The story of a 10 million euros art collection
Abandoned in an orphanage in Bucharest, adopted by a rich Italian family, having Silvio Berlusconi as his godfather, he is a 34-year-old entrepreneur who is proud to declare himself Romanian. He picks young artists “with very special styles and skills,” hoping to discover the next Picasso or next Modigliani. All the while, he wants to prove that every work of art is an invitation to mankind: “Through Creation, you see the Creator.”
Three decades since the fall of Communism in Romania, gruesome images of yore still haunt the country: thosands of abandoned children, caged in rusty beds, starving, crying and ceaselessly rocking their frail bodies. He could have been one of these orphans, but God – Whom he invokes every two-three phrases – had a different plan for him.
Little Nicolae (named so in honour of “the most beloved son of the people,” Nicolae Ceaușescu) would eventually grow in Sicily and Southern France, in a wealthy family whose history dates back to the Renaissance. The illustrious ancestors of his adoptive parents were helping Michelangelo paint the Sixtine Chapel and gave seven Popes to the Vatican.

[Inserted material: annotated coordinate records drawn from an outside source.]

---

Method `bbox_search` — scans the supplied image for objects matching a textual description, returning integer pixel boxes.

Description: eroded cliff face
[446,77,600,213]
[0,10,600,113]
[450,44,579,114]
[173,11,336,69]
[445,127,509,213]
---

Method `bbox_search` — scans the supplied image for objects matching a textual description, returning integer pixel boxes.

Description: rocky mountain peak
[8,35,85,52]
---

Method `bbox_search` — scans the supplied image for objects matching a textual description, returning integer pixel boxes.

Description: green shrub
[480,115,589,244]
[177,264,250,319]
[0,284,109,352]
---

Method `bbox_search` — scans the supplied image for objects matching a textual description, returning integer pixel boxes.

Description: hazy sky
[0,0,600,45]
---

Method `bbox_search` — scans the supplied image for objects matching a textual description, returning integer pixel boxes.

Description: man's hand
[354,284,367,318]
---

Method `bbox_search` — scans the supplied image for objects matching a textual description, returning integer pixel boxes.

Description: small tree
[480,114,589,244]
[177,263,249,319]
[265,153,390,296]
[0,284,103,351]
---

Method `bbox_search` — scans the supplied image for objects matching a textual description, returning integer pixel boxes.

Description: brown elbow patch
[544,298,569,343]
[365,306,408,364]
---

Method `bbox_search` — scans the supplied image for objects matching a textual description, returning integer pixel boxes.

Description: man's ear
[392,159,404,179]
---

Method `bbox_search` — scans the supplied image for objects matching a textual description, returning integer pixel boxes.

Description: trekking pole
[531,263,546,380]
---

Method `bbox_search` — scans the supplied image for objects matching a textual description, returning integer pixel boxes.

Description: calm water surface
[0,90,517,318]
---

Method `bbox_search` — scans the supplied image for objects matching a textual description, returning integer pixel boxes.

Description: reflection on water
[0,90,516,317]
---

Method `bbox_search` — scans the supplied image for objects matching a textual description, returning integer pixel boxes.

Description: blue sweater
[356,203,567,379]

Today, Nicolae wants to be a link between their heritage and the native country that he can’t help loving. He does this through a company founded in 2004 that buys contemporary artists, encourages them while they are unknown, then sells their works for much higher prices. In a decade the value of his collection rose from a few tens of thousand of euros invested initially to ten million euros according to an evaluation made by Sotheby’s in 2014.
“I am an orphan and I will remain one. I know that, as an orphan, I am nothing, therefore I can become anything,” says the young man who is a prosperous art merchant, amateur painter, author of two books and even… theologian, as he is currently enrolled in a Catholic seminary. In The Art of Living‘s Summer Issue 2015, he will talk about his bewildering life history, his art creeds and future plans – including the one to open a museum in Bucharest.
Before that, he’d like art lovers to pay attention to some artists whom he is certain they will be worldwide famous someday: paintresses Séverine Deslions, Ruthy Février, Christane Foglia and writer Myriam Le Corre (France); sculptor Răzvan Mihăescu and photographer Albert Takacs (Romania); and Belgian painter Melvyn Barros.